I just discovered Cvstrac and am probably going to use it at work. While looking at various Cvstrac installations, I noticed most of them allowed Wiki access to anonymous users, like myself. It would seem to me that this would be a poor decision, leaving pages open to be modified or deleted by any net vandal that happens along.

Yet it seems as though none of these Wiki pages are vandalized. I've left some notes such as this at some sites, but haven't done anything harmful.

In fact, you can email me if you want :) harry at

Just researching.


With CVSTrac, the entire edit history of every Wiki pages is recorded in the database. You can use the [History] link at the upper right to see historical versions of pages.

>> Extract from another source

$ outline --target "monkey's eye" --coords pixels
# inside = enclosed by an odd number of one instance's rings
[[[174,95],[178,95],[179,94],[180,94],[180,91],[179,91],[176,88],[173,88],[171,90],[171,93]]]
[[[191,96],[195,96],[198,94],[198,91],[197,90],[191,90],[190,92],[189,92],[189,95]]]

If you have administrator privleges, you can also selectively delete pages from the Wiki history. This allows an administrator to easily go in and clean up any vandalism that might occur.

In my experience, vandalism is uncommon. Vandals generally go for higher profile targets and ignore Wikis devoted to esoteric discussions of embeddable SQL database engines.


Yes, I suppose any damage could easily be undone, so no use getting paranoid about things!

Well, I'm really starting to like Cvstrac. And I started playing with the commandline SQLite, and I really like it too. And I absolutely love the idea of an embeddable SQL engine. I had no idea such a thing was available. It's extremely common that a text file or BerkeleyDB file is not enough but an external SQL server is too much or just not practical. Thanks!!



Harry : I'm using several wikis, and most of them allow anyone to edit anything.

Everyone's first idea is "That's not secure, it can't work". In fact, it really works.

The main thing is that, in general, nothing is delete, it's just added. So any vandal can only "add content" (even if this content is the same page as the previous one without some stuff). So a vandal can "only" add some noide to the global wiki.

The other thing is that the number of vandals is often very small compared to the number of users. So the "trash" is often quickly removed. If the considered bigs wikis, there are some vandals, but users are often quicker.

One of the biggest wikis is (or,, etc...). You can surf on it and look at the pages made to prevent vandals. You can see that it's very efficient.

I do like wikis, and I use it at work to replace "post-it".

PS: I do really like sqlite too, and I'm starting to do anything to make it used at work.